CBC‘s secret weapon Aba Amuquandoh the youngest ever cast member of This Hour Has 22 Minutes has a new gig! The dynamic actor, comedian, singer and personality shifts from sketch comedy to soothe the souls of contestants in CBC Gem‘s new reality series Best in Miniature. Competitors who love nothing more than less, build creations, paring life-size ideas down to 1:12 scale, to be judged by U.K miniature expert Emma Waddell and Canadian interior designer, Micheal Lambie. Miniatures and dolls houses have fascinated folks since time began. Think of the treasures of Sutton Hoo, Royal dollhouses and silent film star Colleen Moore’s $7M Fairy Castle—an 8-foot, jewel-encrusted creation now permanently housed in Chicago’s Museum of Science and Industry. Little is big in this beautifully produced series; binge-watching Best in Miniature is encouraged. The contestants are devoted to their art. Miniaturism is a fascinating culture and the show brings it out into the open. Big times!

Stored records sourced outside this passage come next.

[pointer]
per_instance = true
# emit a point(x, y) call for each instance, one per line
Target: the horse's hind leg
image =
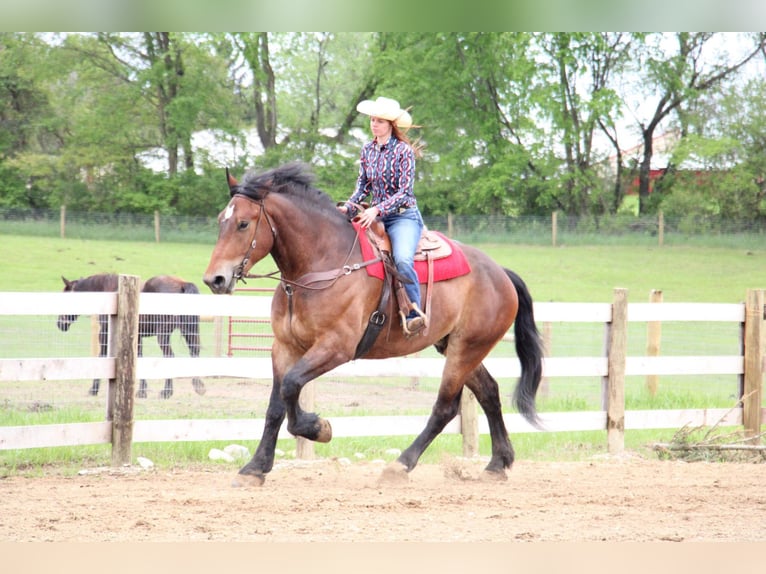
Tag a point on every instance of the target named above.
point(190, 331)
point(103, 349)
point(444, 410)
point(487, 393)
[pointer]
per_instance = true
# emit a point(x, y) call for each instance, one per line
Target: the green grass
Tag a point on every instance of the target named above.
point(571, 273)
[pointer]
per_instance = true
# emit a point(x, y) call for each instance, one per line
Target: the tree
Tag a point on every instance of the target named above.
point(679, 73)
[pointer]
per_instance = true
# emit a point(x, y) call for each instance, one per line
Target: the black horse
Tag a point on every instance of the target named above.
point(161, 326)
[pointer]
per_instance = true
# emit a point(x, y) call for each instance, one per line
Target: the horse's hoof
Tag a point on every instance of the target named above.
point(246, 480)
point(325, 431)
point(493, 475)
point(199, 386)
point(394, 473)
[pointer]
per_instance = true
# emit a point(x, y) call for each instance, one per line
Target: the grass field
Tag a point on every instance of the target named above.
point(562, 274)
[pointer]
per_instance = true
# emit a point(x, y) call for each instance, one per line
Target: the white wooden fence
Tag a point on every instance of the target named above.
point(123, 368)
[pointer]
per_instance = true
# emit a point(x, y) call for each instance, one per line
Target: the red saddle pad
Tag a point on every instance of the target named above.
point(449, 267)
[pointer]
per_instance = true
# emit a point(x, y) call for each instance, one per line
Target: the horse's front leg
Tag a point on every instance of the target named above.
point(167, 352)
point(320, 359)
point(254, 472)
point(142, 386)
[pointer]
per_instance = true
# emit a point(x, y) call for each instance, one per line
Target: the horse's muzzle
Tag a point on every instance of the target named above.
point(219, 284)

A theatrical reopening and expansion for the lauded animated documentary Flee. Riz Ahmed executive produced this profound animated story of Amin, an Afghani refugee who escaped his homeland when the Mujahadeen murdered his family. The country fell under Communist rule after the violent overthrow of the monarchy threw it into violent chaos. International embassies evacuated and dead bodies were everywhere, the airport a hellscape. Amin and remaining family members flee on foot and dozens to a tractor-trailer in life-threatening freezing winter conditions through Eastern Europe to Russia where they are brutalised by police and the political system. Eventually, Amin makes it to Denmark and they are able to settle. Cut to today, he is an academic living and working in Denmark, educated at Princeton, and about to marry his male lover. In Afghanistan when he was coming of age, there was no word for “homosexual” and deep antipathy and danger for LGBTQ+. His story is told as a man reflecting on his life for a documentary, on the eve of his wedding, animated in order to protect the real-life Amin’s identity. Flee will change the way you think about refugees and underserved peoples of the world in deeper, richer ways. This mindboggling, extremely powerful film asks the question “what is home” and for many in the world, there is no answer. Featuring the voices of Daniel Karimyar, Fardin Mijdzadeh and Milad Eskandari and the ghost of Jean-Claude Van Damme. To date, Flee has won 65 awards and 131 nominations as of this writing.
The tenth annual Black Film Festival is online from February 16 to 21, 2022 featuring 200 Black-led films from 30 countries, a feast of ideas, styles and genres including animation. Its mission is to give “unique voices in cinema the opportunity to present audiences with new ways of looking at the world. A dynamic, refreshing and audacious Festival whose ambition is to encourage the development of the independent film industry and to promote more films on the reality of Black people from around the globe.”
TTBFF22 launches with the Canadian Premiere of Krystin Ver Linden’s Alice starring Keke Palmer and Common in which an enslaved girl escapes the plantation unprepared to discover what the reality is beyond it.